Пастернак ворвался в квартиру, пахнущую смертью, как самум, как торнадо.
— Здравствуйте!.. Bce!.. Bce!.. Bce!.. Как Анечка?.. Лучше? — Он пропустил мимо ушей шепот Гербета, что хуже. — Должно быть лучше, когда такая весна! Что за дни стоят!.. Господь Бог послал такую погоду!..
— Боренька, что вы там шумите в коридоре? — Как странно было услышать почти прежний голос Анны Михайловны. — Идите сюда.
Пастернак сделал какое-то летучее движение и оказался в комнате больной, мы вкатились за ним следом, хотя нас не звали.
Хорошенькая компания собралась у смертного ложа: один был от бабы, другой шел к бабе, у третьего раскаленный прут углом выпячивал ширинку, четвертая так и не сумела натянуть штаны. Чистой духовностью веяло лишь от умирающей.
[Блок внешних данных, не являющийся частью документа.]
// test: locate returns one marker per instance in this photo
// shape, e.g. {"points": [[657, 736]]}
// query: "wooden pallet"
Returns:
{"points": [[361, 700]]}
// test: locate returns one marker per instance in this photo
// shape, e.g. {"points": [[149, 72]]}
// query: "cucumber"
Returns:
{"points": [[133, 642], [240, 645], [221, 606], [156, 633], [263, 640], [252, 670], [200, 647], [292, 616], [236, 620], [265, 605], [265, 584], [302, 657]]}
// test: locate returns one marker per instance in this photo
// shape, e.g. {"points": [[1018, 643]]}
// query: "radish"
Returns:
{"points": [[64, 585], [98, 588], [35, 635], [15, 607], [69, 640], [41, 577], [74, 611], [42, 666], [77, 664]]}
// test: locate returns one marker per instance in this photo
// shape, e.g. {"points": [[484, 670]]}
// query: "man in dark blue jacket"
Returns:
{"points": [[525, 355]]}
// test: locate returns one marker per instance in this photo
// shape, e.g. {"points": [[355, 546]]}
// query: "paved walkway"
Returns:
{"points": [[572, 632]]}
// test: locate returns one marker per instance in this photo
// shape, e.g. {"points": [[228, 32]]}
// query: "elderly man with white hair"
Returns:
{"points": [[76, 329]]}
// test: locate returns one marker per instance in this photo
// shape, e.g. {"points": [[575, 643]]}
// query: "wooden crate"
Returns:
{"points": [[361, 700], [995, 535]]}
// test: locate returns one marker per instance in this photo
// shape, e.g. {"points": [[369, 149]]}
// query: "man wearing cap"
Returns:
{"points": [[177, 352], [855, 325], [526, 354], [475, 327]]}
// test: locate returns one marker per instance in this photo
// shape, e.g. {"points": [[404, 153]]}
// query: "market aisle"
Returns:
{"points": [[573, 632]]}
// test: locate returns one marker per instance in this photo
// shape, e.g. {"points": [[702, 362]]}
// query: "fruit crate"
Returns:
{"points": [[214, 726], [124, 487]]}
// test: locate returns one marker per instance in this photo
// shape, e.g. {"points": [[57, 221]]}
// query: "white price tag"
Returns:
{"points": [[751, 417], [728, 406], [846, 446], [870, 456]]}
Мы же были вульгарно шумны и физиологичны. Но кто знает, быть может, больной был полезен этот грубый ток жизни, тогда мы не заслуживаем казни.
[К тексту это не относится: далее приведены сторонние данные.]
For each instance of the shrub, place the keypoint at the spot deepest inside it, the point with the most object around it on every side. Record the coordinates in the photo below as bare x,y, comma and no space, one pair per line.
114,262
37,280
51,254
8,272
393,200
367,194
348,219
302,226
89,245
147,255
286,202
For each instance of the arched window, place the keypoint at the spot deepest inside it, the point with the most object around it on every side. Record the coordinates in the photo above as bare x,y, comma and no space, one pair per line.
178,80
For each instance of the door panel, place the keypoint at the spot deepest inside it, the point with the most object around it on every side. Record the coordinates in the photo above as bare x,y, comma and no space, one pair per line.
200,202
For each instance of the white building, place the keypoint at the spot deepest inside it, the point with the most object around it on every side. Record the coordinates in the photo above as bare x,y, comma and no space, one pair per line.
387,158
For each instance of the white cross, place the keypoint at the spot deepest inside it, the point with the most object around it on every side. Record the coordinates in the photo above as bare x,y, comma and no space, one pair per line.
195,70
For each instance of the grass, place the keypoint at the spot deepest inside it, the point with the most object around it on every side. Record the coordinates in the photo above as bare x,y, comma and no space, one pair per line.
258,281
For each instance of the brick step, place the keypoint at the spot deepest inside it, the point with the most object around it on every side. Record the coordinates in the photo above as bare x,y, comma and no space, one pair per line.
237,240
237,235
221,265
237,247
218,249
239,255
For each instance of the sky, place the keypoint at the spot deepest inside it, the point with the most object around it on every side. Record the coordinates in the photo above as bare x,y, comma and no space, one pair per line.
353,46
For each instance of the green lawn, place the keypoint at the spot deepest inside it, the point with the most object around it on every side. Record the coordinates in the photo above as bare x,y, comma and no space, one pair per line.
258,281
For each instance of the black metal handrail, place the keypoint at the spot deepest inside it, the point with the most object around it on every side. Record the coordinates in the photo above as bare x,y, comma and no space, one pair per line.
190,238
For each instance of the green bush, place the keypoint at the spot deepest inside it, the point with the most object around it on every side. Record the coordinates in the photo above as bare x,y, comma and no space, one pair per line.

Борис Леонидович лучился энергией успеха: театры дерутся за его шекспировские переводы, стихи из романа печатаются в журналах, они у всех на устах, сам роман ждет блистательная будущность (так оно в конечном счете и оказалось), а ко всему еще — и важнее всего — эта великолепная, пьянящая погода! «Милый человек, — говорила Ахматова, прочтя революционные поэмы Бориса Леонидовича, — он думает, что пишет о революции, а пишет о погоде». А сейчас мне показалось, что, говоря о погоде, «милый человек» имел в виду свою любовь, во всяком случае, она включалась в опьянение погодой. Я думаю, что Анна Михайловна понимала это; не знаю, как относилась она к последней любви Бориса Леонидовича — в доме при мне об этом никогда не говорили, — но сейчас улыбчиво отзывалась на оленью трубу страсти. Она даже попросила Дашу поднять ей повыше подушки.